Like Milburn, I am deeply troubled by what they’ve said. I spoke to a young woman in her 20s who graduated from Cambridge with a first class degree, who is now living at home with her parents in Ilford and struggling to find work. I heard from a young man from Essex who said he applied for more than a hundred jobs and often heard nothing back. I met an 18-year-old in Birmingham who wanted to be an electrical engineer but was told government funding for his training was not available until he turned 19 and a half years old.
None of these problems are new. They’ve been brewing since the 2008 financial crisis, which saw millennials experience a recession, soaring house prices and, worse still, more than a decade of stagnant wage growth, which saw any rises in earnings more or less wiped out by inflation.
Young people are the future. We need them to be happy, ambitious and working. Not least because their well-being benefits everyone else, but, more cynically, because if they aren’t paying taxes and starting families of their own, then, frankly, we won’t have enough people paying tax to support the welfare state – which includes the NHS and our pensions – in years to come.
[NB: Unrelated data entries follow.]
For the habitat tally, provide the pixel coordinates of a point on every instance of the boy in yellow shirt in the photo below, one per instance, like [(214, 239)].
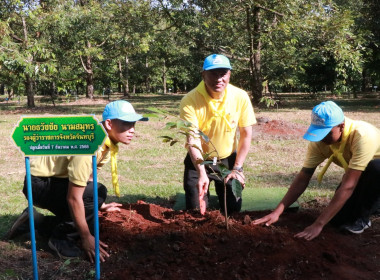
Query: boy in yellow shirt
[(63, 185)]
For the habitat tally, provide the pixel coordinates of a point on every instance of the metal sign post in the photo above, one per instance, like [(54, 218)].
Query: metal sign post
[(59, 136)]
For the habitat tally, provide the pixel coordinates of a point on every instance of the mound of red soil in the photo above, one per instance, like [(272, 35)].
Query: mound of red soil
[(151, 242)]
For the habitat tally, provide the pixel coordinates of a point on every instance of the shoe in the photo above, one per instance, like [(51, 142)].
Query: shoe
[(21, 225), (65, 249), (357, 227)]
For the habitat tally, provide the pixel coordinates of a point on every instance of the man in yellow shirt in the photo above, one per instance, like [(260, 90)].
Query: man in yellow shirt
[(63, 185), (353, 145), (218, 109)]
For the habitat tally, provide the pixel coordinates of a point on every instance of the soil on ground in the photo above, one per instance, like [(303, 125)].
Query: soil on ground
[(149, 241)]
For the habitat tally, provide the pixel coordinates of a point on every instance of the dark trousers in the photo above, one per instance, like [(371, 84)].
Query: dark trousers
[(51, 193), (365, 200), (191, 179)]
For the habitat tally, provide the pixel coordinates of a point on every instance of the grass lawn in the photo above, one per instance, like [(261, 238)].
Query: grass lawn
[(151, 170)]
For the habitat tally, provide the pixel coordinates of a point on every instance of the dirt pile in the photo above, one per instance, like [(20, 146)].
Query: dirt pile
[(151, 242)]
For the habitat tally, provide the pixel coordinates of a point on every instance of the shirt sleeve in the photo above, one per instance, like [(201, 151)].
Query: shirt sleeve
[(314, 156), (187, 111), (363, 148), (247, 117), (79, 170)]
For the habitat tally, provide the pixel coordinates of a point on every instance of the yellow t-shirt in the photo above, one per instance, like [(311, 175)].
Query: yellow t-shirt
[(77, 168), (238, 111), (363, 145)]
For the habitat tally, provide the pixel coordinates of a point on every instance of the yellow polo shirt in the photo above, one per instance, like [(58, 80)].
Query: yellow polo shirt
[(77, 168), (238, 110), (363, 145)]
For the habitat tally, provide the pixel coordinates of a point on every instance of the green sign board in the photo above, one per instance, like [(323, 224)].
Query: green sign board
[(58, 135)]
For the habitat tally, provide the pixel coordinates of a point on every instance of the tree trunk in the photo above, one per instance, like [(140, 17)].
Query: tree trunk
[(29, 91), (123, 80), (89, 86), (255, 53), (147, 83), (164, 78)]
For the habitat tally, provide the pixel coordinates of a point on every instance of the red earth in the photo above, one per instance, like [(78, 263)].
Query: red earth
[(148, 241), (152, 242)]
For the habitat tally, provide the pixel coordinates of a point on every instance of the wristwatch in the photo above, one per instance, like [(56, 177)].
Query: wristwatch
[(238, 168)]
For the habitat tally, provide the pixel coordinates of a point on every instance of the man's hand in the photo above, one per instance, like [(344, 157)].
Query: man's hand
[(268, 219), (236, 175), (310, 232), (110, 207), (88, 245), (202, 185)]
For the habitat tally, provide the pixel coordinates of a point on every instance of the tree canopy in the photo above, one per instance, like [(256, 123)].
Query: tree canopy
[(93, 46)]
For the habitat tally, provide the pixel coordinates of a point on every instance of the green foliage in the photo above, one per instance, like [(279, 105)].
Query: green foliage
[(159, 46)]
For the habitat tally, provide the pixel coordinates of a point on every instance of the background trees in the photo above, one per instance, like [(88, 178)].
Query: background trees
[(98, 46)]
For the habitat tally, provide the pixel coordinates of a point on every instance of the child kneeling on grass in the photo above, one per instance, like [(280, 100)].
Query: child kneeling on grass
[(63, 185)]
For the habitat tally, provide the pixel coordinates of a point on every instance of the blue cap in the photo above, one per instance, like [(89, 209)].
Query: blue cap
[(323, 118), (121, 110), (215, 61)]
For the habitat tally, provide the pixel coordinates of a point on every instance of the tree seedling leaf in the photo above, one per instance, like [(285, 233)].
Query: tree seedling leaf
[(236, 188)]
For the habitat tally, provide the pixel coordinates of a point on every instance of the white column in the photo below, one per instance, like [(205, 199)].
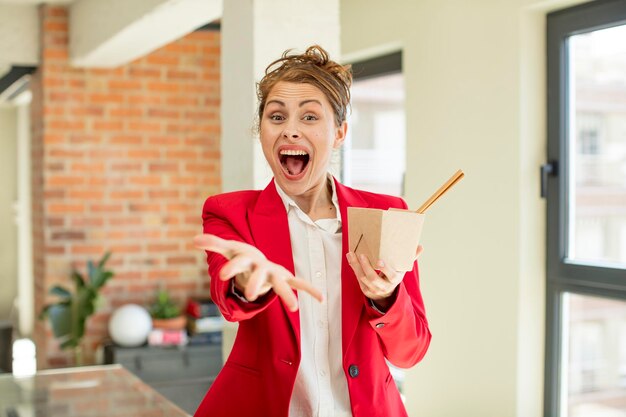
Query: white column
[(25, 285), (255, 33)]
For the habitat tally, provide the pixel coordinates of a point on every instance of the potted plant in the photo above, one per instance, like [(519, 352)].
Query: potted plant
[(166, 314), (68, 315)]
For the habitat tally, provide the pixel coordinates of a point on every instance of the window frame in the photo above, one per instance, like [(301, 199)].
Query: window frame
[(563, 276)]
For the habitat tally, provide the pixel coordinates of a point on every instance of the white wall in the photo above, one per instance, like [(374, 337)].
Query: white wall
[(8, 193), (475, 100)]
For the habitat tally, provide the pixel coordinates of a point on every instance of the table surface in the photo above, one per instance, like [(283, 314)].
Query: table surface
[(96, 391)]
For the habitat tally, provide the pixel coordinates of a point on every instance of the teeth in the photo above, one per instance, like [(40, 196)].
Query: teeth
[(293, 152)]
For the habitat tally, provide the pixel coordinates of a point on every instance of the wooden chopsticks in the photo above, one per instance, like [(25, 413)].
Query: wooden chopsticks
[(441, 191)]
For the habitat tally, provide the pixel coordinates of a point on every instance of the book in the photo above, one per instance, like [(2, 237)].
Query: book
[(163, 337)]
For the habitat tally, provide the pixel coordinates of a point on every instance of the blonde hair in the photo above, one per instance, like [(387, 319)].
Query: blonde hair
[(312, 67)]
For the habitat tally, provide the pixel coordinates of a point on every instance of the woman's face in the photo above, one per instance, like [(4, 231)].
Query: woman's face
[(298, 133)]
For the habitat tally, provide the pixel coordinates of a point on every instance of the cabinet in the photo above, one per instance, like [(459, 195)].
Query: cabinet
[(181, 374)]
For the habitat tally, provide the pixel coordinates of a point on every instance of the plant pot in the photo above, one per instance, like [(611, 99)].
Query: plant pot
[(176, 323)]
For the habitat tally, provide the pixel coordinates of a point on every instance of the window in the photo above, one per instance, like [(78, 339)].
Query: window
[(375, 149), (586, 208)]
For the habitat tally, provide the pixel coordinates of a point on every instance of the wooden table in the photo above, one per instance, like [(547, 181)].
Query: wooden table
[(98, 391)]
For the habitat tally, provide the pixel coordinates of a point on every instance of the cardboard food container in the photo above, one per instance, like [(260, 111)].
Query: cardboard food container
[(391, 235)]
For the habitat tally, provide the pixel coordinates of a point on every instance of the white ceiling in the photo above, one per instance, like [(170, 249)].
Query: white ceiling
[(35, 2)]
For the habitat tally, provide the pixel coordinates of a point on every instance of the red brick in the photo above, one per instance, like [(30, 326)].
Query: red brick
[(163, 167), (106, 98), (94, 250), (126, 112), (144, 154), (159, 194), (162, 247), (107, 125), (86, 194), (64, 180), (109, 149), (126, 194), (163, 60), (126, 140), (144, 126), (124, 84), (145, 208), (164, 140), (163, 87), (144, 72), (69, 235), (66, 208)]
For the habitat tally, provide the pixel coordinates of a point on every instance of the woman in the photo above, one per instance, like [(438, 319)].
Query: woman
[(321, 353)]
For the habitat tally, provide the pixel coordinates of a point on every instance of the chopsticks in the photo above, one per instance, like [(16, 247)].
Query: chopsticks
[(441, 191)]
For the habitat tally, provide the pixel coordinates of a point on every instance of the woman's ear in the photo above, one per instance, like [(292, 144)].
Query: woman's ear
[(340, 134)]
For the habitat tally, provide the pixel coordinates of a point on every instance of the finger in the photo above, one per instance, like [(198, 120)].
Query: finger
[(369, 273), (255, 282), (389, 273), (285, 292), (302, 285), (365, 283), (237, 265), (354, 263)]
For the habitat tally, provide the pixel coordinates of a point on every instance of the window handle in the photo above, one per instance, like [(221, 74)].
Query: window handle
[(548, 169)]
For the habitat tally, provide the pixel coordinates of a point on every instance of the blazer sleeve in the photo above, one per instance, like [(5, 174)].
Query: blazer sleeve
[(215, 221), (403, 330)]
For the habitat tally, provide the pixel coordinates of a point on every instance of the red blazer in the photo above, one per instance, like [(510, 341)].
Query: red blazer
[(258, 377)]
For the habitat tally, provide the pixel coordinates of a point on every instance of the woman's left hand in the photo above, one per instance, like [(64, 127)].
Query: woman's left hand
[(378, 287)]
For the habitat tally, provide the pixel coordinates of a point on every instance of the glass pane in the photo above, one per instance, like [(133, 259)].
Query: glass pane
[(374, 155), (597, 147), (594, 357)]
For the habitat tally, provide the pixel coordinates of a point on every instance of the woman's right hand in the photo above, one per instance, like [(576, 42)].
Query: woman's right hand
[(254, 274)]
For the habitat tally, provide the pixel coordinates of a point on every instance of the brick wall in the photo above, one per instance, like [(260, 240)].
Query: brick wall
[(122, 160)]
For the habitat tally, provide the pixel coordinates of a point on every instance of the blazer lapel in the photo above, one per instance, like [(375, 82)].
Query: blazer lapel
[(351, 295), (270, 231)]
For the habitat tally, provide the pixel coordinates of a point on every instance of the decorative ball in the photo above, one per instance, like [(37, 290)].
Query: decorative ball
[(130, 325)]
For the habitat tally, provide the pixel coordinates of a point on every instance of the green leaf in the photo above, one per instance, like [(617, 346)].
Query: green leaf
[(60, 316), (60, 292), (78, 279), (101, 279), (92, 272), (104, 260)]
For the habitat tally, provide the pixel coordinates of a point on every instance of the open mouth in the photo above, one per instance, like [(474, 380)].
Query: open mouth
[(294, 161)]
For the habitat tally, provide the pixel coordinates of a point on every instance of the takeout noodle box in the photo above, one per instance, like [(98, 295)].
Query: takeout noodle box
[(391, 235)]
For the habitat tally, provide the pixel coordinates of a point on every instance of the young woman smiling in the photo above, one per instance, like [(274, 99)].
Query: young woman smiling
[(322, 353)]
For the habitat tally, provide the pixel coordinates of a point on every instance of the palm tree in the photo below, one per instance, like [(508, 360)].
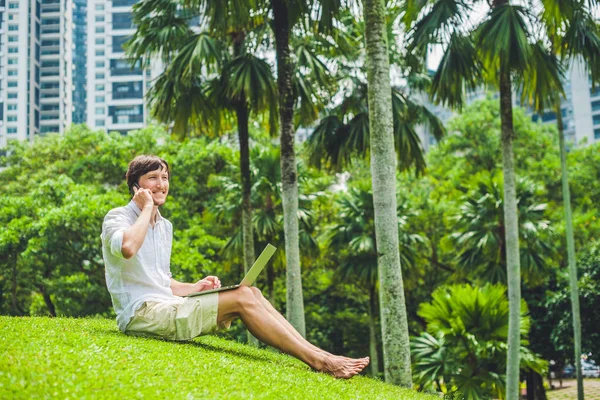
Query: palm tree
[(202, 83), (573, 34), (354, 238), (267, 220), (497, 51), (464, 347), (343, 133), (480, 227)]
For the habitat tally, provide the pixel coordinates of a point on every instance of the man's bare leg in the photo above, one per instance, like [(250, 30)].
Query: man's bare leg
[(242, 303), (286, 324)]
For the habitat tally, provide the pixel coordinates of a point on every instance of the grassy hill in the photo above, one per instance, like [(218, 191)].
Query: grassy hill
[(90, 359)]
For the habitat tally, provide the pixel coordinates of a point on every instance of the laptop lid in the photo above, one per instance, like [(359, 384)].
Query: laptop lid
[(250, 277), (258, 265)]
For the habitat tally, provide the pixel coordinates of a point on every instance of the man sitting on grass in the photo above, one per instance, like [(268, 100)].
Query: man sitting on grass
[(136, 245)]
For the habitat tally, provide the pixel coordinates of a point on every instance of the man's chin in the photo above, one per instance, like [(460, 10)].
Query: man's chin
[(159, 203)]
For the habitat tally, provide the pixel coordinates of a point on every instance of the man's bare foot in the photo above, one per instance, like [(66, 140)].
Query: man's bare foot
[(342, 367)]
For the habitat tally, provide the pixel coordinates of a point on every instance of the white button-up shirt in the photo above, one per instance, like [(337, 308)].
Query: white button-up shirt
[(144, 277)]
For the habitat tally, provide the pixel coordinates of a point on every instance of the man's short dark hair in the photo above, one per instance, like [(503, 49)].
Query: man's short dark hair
[(141, 165)]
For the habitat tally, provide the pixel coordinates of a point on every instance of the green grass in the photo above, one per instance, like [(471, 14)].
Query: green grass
[(90, 359)]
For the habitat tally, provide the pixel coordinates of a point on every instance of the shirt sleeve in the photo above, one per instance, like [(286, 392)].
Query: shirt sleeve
[(170, 246), (113, 227)]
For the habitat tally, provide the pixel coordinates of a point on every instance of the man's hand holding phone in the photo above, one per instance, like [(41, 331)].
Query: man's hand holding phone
[(142, 197)]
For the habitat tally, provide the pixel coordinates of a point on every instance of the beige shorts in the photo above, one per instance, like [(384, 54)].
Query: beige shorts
[(194, 317)]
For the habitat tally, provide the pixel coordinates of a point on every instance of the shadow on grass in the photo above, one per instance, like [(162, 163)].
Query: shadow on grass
[(241, 353)]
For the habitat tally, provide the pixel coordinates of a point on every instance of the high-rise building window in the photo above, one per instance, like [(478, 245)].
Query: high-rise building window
[(118, 42), (122, 21), (123, 3)]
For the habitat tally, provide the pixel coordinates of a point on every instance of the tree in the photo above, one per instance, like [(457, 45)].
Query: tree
[(353, 238), (573, 34), (479, 236), (464, 348), (394, 321), (499, 50), (202, 81)]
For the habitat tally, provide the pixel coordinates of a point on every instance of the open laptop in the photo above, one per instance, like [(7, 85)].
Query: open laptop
[(252, 274)]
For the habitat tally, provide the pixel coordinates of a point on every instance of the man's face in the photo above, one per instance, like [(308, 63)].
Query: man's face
[(158, 183)]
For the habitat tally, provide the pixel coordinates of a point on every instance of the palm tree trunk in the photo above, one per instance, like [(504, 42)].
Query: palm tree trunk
[(394, 322), (373, 332), (13, 288), (48, 301), (513, 264), (289, 173), (247, 234), (571, 253)]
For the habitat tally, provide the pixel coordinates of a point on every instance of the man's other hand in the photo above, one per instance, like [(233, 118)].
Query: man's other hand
[(210, 282)]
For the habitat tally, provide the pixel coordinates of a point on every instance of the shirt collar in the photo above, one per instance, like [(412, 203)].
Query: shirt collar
[(137, 211)]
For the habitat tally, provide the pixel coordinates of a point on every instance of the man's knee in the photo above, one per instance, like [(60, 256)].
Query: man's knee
[(245, 297), (256, 291)]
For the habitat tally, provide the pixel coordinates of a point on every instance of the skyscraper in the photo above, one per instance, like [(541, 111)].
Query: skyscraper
[(79, 61), (36, 68), (56, 94), (116, 90), (20, 69)]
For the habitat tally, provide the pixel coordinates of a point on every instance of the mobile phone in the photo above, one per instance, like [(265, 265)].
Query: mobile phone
[(135, 185)]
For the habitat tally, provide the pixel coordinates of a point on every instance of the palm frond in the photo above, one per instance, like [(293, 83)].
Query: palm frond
[(582, 39), (503, 39), (158, 33), (459, 70), (541, 87), (441, 20)]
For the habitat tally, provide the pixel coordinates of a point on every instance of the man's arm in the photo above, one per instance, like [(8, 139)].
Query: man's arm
[(134, 236), (183, 289)]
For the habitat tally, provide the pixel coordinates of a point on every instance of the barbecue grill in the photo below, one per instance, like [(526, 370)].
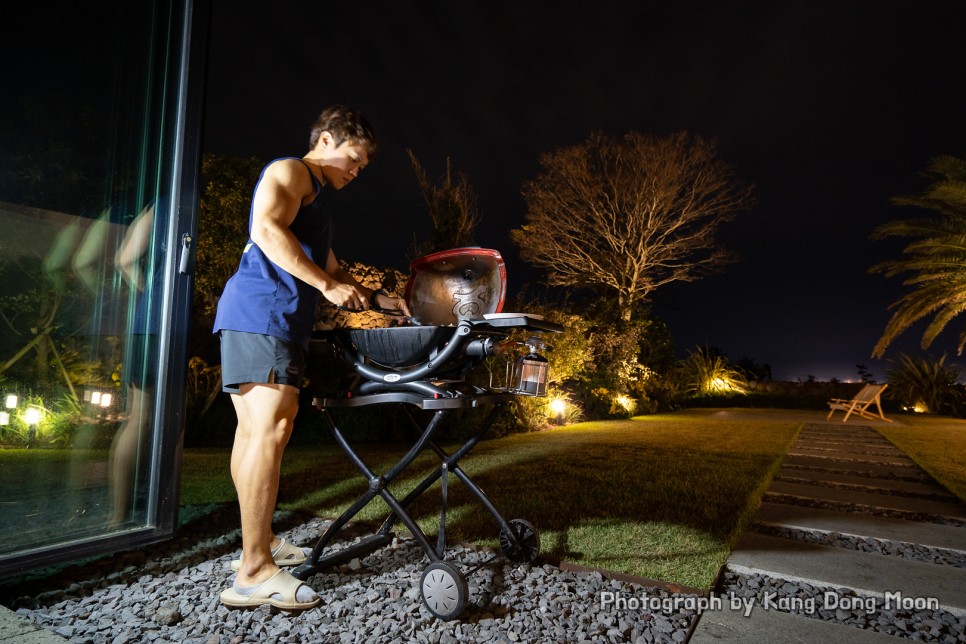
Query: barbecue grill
[(456, 299)]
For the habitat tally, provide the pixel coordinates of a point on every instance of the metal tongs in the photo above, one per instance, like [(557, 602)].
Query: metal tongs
[(393, 313)]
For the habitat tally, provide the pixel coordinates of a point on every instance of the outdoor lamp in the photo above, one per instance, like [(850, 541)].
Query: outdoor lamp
[(557, 406), (32, 415), (531, 371)]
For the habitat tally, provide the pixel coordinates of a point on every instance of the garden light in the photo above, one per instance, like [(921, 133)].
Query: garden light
[(558, 406), (625, 402), (32, 415), (531, 371)]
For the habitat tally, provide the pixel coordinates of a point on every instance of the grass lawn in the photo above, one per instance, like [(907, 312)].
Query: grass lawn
[(662, 496), (937, 443)]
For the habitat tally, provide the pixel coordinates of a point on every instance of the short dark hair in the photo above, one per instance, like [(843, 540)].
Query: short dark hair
[(345, 124)]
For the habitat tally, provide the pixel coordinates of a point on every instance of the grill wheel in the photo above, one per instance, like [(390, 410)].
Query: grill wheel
[(444, 590)]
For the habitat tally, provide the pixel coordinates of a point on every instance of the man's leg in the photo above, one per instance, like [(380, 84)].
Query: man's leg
[(266, 413)]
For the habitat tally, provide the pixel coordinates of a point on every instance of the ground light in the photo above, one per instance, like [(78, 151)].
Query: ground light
[(557, 408), (625, 402)]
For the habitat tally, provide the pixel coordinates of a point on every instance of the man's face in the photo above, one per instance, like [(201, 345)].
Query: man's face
[(341, 163)]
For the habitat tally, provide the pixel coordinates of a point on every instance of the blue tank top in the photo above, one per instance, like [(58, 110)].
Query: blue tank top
[(263, 298)]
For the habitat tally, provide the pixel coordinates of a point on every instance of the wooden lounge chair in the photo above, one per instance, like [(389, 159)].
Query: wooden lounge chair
[(859, 405)]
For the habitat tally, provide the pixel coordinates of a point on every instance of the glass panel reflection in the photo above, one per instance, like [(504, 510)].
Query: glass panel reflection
[(81, 266)]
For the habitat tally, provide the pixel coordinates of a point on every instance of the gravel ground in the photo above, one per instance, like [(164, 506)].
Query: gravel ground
[(170, 594)]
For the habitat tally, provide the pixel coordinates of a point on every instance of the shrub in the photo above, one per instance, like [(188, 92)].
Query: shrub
[(925, 384)]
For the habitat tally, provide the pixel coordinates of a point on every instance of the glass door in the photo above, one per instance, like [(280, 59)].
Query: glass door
[(98, 195)]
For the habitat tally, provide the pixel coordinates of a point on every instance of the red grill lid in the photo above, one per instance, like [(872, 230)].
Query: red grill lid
[(457, 284)]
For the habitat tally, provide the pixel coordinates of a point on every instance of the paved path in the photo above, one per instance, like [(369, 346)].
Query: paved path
[(851, 537)]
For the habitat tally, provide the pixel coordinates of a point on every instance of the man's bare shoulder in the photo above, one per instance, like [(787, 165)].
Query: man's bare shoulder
[(288, 174)]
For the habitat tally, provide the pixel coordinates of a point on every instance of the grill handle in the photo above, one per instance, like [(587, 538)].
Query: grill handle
[(455, 343)]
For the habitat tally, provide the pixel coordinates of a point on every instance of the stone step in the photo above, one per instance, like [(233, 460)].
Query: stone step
[(868, 499), (775, 627), (907, 488), (866, 573), (894, 458), (847, 448), (858, 467), (860, 525)]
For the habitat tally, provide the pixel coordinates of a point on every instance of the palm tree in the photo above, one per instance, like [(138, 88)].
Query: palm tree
[(936, 258)]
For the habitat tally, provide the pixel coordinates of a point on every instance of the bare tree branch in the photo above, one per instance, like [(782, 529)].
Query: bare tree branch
[(629, 214)]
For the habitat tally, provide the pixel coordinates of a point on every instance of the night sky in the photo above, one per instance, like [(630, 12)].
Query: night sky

After 2008, politicians ignored my generation, millennials. They turned a blind eye to the scarring effect that the recession had on their wages and life chances. Falling birth rates and rising instances of mental health problems are the price we pay for that.
If you are unemployed when you are young, research says you are more likely to be unemployed throughout your life. Exclusive polling conducted by Ipsos for my series included a shocking fact: more than 70 per cent of Gen Z are pessimistic about the economy and think things will get worse.
They can see and feel what older people have tried to gloss over: Britain has experienced a complete system failure. As Milburn warns, the health, education and welfare systems no longer work to support young people as they enter adulthood. Add housing to the mix and you have nothing short of a hostile economic environment for the young.
That armageddon scenario where the state spends more on benefits than it has coming in in tax receipts is a very real risk for Britain because we know that Millennials have struggled to buy homes and start families, causing our birth rate to fall. If Gen Z continue this trend, we are in big, big trouble.